Chaque fermeture prive des dizaines, parfois des centaines d’élèves de leur droit à l’éducation. Les déplacements internes, signalés par l’OIM, accentuent la pression sur les rares écoles encore ouvertes, surtout dans les zones rurales.
Une rentrée scolaire presqu’inabordable pour de nombreux parents
Les ménages haïtiens font face à une double peine: flambée des prix et absence de soutien suffisant de l’État. Le coût d’un kit scolaire de base (sac, cahiers, uniforme, chaussures) a fortement augmenté par rapport aux années précédentes.
«Je n’ai pas les 20 000 gourdes pour la rentrée. Les ONG donnent parfois des cahiers, mais ce n’est pas suffisant», confie, madame Mirat, une mère rencontrée à Carrefour.
Cette pression financière entraîne déjà des abandons scolaires et met en danger la scolarité d’une génération entière. Les ONG alertent sur un risque massif de décrochage en 2025. Et d’ailleurs le ministre de l’Éducation nationale, Antoine Augustin avait récemment évoqué l’effondrement de l’école en Haïti.
Des écoles transformées en abris, difficile retour à la normale
Depuis 2023, de nombreuses écoles servent de refuge pour les déplacés internes. Dans l’Ouest et l’Artibonite, plusieurs établissements nécessitent encore un nettoyage, une réhabilitation et une sécurisation avant de rouvrir.
«Nous avons nettoyé trois salles qui servaient d’abri; les tables sont cassées et il n’y a plus de latrines propres. Comment accueillir 120 élèves dans ces conditions? », témoigne un directeur d’école publique au centre-ville de Port-au-Prince, sous couvert d’anonymat.
Des mesures insuffisantes du gouvernement, et un impact limité
Le MENFP a annoncé en septembre un ensemble de mesures: distribution de kits scolaires, relance des cantines, promotion automatique au premier cycle fondamental, réhabilitation d’écoles.
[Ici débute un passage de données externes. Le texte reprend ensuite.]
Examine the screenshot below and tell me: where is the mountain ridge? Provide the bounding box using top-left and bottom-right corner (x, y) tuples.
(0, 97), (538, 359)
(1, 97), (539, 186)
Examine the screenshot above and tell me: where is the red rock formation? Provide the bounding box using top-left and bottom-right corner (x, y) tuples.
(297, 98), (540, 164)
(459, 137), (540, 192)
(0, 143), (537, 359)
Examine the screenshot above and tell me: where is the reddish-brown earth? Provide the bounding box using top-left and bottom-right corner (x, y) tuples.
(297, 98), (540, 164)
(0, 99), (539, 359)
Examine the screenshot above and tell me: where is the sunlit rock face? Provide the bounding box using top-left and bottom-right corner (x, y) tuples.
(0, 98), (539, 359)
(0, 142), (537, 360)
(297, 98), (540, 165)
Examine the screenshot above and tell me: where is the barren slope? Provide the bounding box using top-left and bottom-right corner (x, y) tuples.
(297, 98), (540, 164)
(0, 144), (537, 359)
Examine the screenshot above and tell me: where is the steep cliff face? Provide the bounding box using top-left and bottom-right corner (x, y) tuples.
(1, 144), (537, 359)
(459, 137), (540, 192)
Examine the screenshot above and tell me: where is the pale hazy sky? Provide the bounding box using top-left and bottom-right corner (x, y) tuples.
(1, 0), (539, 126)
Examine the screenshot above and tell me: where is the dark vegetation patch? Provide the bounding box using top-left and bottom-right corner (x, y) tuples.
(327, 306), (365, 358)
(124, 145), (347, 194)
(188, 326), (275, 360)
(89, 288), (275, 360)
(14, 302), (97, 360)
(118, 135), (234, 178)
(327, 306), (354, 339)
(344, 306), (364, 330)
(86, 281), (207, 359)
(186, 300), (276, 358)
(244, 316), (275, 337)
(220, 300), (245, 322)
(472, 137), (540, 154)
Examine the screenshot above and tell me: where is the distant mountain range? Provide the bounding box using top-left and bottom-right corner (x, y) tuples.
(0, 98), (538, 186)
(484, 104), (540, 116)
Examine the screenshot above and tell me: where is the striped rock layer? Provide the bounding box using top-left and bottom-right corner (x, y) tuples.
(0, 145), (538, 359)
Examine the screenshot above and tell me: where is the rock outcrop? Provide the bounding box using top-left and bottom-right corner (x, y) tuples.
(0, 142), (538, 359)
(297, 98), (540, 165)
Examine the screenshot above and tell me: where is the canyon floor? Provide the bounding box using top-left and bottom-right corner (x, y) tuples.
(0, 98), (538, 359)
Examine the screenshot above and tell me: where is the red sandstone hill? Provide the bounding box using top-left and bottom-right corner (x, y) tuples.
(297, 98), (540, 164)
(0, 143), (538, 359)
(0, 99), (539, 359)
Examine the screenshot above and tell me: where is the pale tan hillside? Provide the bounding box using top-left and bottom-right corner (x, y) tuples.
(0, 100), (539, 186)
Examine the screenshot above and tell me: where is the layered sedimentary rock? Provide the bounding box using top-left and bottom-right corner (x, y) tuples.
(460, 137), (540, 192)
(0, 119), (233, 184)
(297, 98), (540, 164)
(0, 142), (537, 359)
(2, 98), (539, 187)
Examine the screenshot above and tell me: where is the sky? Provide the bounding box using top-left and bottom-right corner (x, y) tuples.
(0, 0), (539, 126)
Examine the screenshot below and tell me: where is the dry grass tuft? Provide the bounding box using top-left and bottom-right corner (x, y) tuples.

Si ces annonces rappellent celles des rentrées passées, leur mise en œuvre reste incertaine. Plusieurs personnes interrogées affirment n’avoir reçu aucune aide tangible à la veille de la rentrée.
Le coordinateur de PROCADEM, une ONG évoluant à Delmas, estime: «les mesures ministérielles sont un bon signal, mais tant que la sécurité n’est pas garantie et que la distribution reste centralisée, beaucoup d’écoles n’en verront pas la couleur».
Une véritable épreuve pour l’État haïtien
La rentrée scolaire 2025 dépasse la simple dimension logistique. Elle devient un baromètre de la capacité du pays à garantir un droit fondamental en temps de crise.
Les données comparatives avec les années précédentes montrent une dégradation continue; davantage d’écoles fermées, plus d’enfants déplacés, un soutien public et international affaibli. Les mesures gouvernementales, bien que nécessaires, apparaissent insuffisantes sans un renforcement de la sécurité, une décentralisation effective de l’aide et un appui psychosocial massif. À défaut, pour des dizaines de milliers d’élèves, cette rentrée pourrait être le signe d’un espoir manqué, et d’un avenir encore plus compromis.